Here we are, now 37 years later, celebrating the 125th anniversary of Ocean Beach. The book, now in its 10th printing, by the way — and its contents are memorialized in Janis Ambrosiani’s “Beach Town”-inspired mural proudly displayed on the Bacon Street wall of Newport Farms Market. It warms my heart each time I pass and see it so prominently featured. Thank you Janis, the Ocean Beach MainStreet Association (OBMA) and the many artistic Obeceans who contributed at this year’s community street fair. Our family is honored and humbled by your gift.
I had the recent privilege of working with the OBMA’s [executive director] Denny Knox, as well as the OB Historical Society’s Susan James, on the production of an audiobook version of “Beach Town,” which also debuted at the 2012 Street Fair. I had read the book, of course, when Grandma first wrote it, but I was a teenager at the time and didn’t fully appreciate, or even remember ,its rich historical content and engaging stories.

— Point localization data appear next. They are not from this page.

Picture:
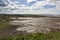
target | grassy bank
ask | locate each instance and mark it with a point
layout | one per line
(37, 36)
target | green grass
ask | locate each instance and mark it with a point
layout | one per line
(36, 36)
(3, 24)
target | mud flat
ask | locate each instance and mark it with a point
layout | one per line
(37, 25)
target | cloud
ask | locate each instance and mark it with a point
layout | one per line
(28, 1)
(40, 7)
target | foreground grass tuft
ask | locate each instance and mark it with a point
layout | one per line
(37, 36)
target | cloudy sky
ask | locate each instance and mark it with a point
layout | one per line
(30, 7)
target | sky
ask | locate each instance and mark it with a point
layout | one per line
(30, 7)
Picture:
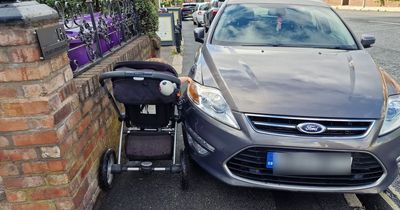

What a pleasure it was reliving them while recording the vocal track! Truly the most rewarding voice project I’ve done during my involvement in voice-over work. What I appreciate the most, as a result, is the deep sense of community our Ocean Beach enjoys.
“Beach Town” is a part of the glue that binds us together. Many of today’s OB residents fondly and proudly tell of ancestors noted in the book. My favorite example is in Chapter 9, “The Old Fishing Bridge.” It tells the tale of precocious Dave Lewis, about how he and a couple of buddies speared a 300-plus pound sea turtle from the bridge. A gruesome endeavor, perhaps, to today’s more fauna-friendly population, but an exciting event back in the day! Dave Lewis’ descendants are still here in town and it thrills me that four generations later, Dave’s great-grandchildren, Sterling and Sally, are making their own OB history alongside Ruth’s great-grandchildren, Eddy, Alex and Grace. Sterling and Alex are “homies” for sure, and I’ve no doubt they’ll find a way to be immortalized in print like their ancestors. Hopefully, that will be a good thing!
Sincere thanks to the OB MainStreet Association and the OB Historical Society, Denny and Susan, for helping my vision materialize. What a wonderful adventure!